Longest Common Subsequence (LCS) Algorithm
Overview
The Longest Common Subsequence (LCS) problem is a classic problem in computer science. Given two sequences, the goal is to find the length of their longest subsequence that appears in both of them in the same order (but not necessarily contiguously).
Algorithm
The LCS problem is typically solved using Dynamic Programming. Let strings X
and Y
have lengths m
and n
, respectively. We define a 2D array dp
where dp[i][j]
stores the length of LCS of X[0..i-1]
and Y[0..j-1]
.
if X[i-1] == Y[j-1]: dp[i][j] = dp[i-1][j-1] + 1 else: dp[i][j] = max(dp[i-1][j], dp[i][j-1])
The value at dp[m][n]
gives the length of the LCS.
Time Complexity
O(m * n), where m and n are lengths of the input strings.
Space Complexity
O(m * n), or O(n) with space optimization using rolling arrays.
Easy Problems
1. Length of LCS
Given two strings, return the length of their LCS.
#include <iostream>
#include <vector>
#include <string>
using namespace std;
int lcsLength(string X, string Y) {
int m = X.size(), n = Y.size();
vector<vector<int>> dp(m + 1, vector<int>(n + 1, 0));
for (int i = 1; i <= m; ++i) {
for (int j = 1; j <= n; ++j) {
if (X[i - 1] == Y[j - 1])
dp[i][j] = 1 + dp[i - 1][j - 1];
else
dp[i][j] = max(dp[i - 1][j], dp[i][j - 1]);
}
}
return dp[m][n];
}
2. Check if one string is a subsequence of another
Using LCS to determine if a string is a subsequence of another.

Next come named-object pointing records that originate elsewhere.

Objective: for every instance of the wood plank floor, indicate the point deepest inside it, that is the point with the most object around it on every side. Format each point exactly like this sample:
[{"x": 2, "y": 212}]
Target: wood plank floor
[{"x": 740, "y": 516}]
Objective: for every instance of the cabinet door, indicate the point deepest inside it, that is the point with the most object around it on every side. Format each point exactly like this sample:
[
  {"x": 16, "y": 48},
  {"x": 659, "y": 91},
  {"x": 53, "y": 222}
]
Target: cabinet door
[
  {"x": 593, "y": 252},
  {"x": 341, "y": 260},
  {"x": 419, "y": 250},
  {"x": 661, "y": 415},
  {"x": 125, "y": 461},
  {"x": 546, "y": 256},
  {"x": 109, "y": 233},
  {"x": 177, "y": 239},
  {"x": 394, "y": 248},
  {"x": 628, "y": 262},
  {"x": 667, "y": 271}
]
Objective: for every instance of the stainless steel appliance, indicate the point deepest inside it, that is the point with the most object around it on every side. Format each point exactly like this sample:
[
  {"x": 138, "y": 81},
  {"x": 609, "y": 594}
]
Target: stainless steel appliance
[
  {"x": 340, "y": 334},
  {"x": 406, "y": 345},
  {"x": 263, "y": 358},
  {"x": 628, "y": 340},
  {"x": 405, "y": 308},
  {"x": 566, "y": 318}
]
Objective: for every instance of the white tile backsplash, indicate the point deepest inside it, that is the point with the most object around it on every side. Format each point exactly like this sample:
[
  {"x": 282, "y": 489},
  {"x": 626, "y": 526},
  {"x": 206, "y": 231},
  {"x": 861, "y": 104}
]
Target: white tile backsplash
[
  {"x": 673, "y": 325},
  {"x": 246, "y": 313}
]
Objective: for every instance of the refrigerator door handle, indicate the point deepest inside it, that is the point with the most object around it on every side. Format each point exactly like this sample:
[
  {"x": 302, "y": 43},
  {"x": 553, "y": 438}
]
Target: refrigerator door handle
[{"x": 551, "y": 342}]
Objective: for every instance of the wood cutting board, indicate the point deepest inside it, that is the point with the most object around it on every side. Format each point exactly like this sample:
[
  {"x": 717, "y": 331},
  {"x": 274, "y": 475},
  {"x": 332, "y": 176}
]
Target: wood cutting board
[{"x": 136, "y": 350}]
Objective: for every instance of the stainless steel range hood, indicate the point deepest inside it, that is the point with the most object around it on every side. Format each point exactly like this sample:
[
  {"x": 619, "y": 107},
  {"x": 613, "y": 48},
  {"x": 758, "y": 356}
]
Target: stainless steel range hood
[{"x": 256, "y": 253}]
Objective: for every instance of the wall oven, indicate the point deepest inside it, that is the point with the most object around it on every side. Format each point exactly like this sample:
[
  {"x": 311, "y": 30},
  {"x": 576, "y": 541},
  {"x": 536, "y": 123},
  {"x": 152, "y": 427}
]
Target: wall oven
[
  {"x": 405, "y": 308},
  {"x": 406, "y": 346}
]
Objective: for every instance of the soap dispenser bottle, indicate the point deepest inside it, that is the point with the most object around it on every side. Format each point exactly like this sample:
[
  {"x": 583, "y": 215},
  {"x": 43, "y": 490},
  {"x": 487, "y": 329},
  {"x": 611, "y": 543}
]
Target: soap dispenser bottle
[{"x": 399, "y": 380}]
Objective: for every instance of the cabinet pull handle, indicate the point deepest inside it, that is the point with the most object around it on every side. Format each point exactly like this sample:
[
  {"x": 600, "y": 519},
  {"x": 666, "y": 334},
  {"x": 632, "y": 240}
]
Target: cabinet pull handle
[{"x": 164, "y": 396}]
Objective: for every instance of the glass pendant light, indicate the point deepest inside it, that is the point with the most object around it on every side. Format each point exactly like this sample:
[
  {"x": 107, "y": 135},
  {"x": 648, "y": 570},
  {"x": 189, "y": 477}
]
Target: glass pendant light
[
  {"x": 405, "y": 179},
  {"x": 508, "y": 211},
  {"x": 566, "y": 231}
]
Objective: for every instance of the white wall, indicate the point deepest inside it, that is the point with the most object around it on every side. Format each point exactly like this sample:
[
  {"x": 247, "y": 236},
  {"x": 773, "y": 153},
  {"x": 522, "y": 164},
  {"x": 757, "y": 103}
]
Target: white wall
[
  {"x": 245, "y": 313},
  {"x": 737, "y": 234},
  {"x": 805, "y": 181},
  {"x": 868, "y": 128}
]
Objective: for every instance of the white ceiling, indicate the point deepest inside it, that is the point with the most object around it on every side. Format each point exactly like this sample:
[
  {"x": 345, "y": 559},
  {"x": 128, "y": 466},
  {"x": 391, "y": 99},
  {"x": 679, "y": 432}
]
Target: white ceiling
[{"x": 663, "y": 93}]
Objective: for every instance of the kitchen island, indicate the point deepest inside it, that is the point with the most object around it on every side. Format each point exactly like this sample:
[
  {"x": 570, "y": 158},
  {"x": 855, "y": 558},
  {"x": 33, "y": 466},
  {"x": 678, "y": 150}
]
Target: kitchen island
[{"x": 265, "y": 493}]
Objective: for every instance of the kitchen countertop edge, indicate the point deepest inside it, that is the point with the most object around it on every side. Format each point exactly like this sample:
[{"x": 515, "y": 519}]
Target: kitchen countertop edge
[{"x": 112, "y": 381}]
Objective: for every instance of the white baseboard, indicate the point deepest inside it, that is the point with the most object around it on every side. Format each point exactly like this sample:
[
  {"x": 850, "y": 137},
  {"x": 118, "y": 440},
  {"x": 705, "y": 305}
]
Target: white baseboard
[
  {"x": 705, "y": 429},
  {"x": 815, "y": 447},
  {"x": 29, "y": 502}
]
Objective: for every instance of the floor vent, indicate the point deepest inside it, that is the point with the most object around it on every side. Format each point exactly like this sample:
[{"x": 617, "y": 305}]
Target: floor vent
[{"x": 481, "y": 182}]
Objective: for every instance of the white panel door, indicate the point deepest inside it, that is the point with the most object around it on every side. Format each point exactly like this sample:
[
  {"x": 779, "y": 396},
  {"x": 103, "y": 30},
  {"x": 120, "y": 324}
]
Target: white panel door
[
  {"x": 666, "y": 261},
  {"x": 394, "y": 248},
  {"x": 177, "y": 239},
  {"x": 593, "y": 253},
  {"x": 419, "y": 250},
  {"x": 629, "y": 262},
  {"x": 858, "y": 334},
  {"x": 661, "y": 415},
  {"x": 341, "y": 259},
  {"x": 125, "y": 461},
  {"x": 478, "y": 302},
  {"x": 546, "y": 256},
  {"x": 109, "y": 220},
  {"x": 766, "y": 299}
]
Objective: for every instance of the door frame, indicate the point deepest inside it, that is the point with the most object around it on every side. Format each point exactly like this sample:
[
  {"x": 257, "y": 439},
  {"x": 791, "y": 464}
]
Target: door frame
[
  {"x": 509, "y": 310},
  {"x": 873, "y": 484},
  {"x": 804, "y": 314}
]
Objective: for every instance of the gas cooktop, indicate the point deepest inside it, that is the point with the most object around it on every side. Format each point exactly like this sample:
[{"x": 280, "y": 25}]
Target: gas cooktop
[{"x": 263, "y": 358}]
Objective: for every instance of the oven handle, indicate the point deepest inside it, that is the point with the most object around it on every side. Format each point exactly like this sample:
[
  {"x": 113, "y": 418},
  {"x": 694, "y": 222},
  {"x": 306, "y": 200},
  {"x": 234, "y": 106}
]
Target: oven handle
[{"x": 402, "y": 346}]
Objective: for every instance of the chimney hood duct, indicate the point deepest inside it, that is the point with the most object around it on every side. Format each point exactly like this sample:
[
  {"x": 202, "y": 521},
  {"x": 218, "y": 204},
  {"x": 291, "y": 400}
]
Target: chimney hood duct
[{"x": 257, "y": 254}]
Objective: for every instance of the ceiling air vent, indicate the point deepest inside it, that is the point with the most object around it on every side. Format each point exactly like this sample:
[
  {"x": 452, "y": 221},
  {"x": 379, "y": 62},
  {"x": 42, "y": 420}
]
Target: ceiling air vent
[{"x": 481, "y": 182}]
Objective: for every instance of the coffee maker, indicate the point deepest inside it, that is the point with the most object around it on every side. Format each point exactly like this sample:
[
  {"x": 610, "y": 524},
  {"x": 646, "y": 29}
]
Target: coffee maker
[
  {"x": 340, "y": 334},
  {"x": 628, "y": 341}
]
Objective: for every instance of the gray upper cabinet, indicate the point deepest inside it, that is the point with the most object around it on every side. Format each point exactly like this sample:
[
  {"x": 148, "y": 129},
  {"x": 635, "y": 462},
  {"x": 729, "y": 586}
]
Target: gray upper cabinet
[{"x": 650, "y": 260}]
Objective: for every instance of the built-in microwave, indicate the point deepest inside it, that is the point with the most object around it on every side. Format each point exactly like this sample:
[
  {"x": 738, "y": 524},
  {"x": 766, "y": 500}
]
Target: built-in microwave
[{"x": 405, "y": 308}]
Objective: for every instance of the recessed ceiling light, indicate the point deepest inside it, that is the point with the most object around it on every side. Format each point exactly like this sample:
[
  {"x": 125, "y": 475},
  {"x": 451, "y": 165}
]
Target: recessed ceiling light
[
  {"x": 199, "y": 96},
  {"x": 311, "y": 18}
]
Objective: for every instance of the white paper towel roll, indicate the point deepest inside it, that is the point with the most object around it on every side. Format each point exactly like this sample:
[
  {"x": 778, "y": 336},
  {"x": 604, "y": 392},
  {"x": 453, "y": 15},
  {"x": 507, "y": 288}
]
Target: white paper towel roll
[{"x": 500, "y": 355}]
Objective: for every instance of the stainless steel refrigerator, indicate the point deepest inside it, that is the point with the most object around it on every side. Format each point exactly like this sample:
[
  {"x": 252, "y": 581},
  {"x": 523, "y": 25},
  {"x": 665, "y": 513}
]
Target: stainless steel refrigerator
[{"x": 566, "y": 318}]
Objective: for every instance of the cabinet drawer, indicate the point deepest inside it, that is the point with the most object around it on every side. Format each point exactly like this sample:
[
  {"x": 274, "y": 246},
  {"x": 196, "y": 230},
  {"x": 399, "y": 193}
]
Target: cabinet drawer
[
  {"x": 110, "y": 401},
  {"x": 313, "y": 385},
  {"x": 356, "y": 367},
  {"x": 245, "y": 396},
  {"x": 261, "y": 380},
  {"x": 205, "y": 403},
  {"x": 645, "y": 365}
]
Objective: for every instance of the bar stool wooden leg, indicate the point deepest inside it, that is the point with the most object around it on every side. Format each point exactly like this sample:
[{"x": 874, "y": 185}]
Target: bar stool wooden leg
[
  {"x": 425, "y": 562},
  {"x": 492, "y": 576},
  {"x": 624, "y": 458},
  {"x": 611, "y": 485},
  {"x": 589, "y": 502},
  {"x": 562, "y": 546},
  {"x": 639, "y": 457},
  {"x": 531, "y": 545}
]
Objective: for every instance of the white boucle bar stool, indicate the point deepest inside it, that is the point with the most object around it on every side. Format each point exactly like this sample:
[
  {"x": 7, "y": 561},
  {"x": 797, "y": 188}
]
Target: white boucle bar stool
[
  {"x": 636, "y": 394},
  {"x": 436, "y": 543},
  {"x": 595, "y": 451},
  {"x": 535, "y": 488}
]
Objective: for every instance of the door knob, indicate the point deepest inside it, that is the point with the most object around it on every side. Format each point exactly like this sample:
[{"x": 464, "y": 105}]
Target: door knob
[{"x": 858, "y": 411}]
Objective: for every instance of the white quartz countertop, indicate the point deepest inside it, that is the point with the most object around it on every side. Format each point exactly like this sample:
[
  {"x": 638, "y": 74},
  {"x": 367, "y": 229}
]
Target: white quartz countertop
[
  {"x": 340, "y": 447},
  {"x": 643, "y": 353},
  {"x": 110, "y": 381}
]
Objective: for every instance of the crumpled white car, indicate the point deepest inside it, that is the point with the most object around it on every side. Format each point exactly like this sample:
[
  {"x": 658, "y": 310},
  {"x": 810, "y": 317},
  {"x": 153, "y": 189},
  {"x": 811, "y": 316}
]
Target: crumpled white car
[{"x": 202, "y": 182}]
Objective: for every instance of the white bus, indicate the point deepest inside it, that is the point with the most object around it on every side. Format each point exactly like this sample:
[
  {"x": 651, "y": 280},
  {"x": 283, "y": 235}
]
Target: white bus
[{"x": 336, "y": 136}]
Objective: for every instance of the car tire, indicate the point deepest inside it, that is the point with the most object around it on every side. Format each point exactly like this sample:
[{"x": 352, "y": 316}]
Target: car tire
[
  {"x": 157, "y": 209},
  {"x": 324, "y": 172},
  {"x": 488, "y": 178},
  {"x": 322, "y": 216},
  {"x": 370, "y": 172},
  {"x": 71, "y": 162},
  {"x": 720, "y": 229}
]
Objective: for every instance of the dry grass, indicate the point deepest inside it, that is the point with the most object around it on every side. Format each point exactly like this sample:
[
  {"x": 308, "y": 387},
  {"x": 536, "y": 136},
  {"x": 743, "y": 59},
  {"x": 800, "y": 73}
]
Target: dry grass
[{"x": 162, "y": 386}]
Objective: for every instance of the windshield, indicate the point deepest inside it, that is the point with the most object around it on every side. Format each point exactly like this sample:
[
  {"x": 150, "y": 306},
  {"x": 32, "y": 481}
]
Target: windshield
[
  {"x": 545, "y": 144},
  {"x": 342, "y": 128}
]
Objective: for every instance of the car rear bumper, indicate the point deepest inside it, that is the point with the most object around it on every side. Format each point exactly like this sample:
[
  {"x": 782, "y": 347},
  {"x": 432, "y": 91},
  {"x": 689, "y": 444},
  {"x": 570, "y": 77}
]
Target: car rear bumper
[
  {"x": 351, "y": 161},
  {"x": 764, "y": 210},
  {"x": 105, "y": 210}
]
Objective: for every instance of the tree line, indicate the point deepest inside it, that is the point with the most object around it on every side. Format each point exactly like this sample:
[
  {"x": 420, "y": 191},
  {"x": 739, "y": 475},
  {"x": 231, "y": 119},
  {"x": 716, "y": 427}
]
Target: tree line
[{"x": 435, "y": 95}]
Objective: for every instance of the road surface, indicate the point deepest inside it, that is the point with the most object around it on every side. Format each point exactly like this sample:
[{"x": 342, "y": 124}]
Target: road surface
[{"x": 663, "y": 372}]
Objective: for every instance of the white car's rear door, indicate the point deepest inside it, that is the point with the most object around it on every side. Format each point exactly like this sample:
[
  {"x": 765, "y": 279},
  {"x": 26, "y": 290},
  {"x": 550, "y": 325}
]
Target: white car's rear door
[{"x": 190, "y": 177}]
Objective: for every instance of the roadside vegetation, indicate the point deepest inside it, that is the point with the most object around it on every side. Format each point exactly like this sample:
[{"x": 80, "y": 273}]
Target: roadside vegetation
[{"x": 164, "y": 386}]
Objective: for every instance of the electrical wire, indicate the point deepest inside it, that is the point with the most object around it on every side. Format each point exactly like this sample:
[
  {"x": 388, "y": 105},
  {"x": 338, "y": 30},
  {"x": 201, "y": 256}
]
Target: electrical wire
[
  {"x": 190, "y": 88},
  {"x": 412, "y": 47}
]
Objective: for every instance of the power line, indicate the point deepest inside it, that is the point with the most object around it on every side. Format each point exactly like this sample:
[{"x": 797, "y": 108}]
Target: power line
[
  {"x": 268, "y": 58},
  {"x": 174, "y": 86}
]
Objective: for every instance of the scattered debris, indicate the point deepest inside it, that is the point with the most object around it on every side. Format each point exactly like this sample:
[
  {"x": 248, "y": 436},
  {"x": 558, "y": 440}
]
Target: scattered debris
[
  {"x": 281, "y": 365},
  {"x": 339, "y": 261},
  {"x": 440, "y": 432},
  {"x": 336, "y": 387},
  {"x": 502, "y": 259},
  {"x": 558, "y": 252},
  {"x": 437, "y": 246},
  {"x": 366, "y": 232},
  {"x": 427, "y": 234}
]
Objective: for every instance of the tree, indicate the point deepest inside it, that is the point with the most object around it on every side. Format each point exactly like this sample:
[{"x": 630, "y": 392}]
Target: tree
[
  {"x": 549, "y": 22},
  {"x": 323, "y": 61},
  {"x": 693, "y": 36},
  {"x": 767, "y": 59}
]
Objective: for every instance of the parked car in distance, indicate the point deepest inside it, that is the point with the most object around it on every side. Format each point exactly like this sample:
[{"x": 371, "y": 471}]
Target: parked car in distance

bool isSubsequence(string s, string t) {
return lcsLength(s, t) == s.length();
}
Intermediate Problems
1. Print the LCS
Instead of just the length, return the actual LCS string.
string printLCS(string X, string Y) {
int m = X.length(), n = Y.length();
vector<vector<int>> dp(m+1, vector<int>(n+1, 0));
for (int i = 1; i <= m; i++) {
for (int j = 1; j <= n; j++) {
if (X[i-1] == Y[j-1])
dp[i][j] = dp[i-1][j-1] + 1;
else
dp[i][j] = max(dp[i-1][j], dp[i][j-1]);
}
}
string lcs;
int i = m, j = n;
while (i > 0 && j > 0) {
if (X[i-1] == Y[j-1]) {
lcs = X[i-1] + lcs;
i--; j--;
} else if (dp[i-1][j] > dp[i][j-1])
i--;
else
j--;
}
return lcs;
}
2. Minimum number of deletions and insertions to transform one string into another
pair<int, int> minDelInsert(string X, string Y) {
int lcs = lcsLength(X, Y);
int deletions = X.size() - lcs;
int insertions = Y.size() - lcs;
return {deletions, insertions};
}
Hard Problem
Shortest Common Supersequence
Find the shortest string that has both strings as subsequences.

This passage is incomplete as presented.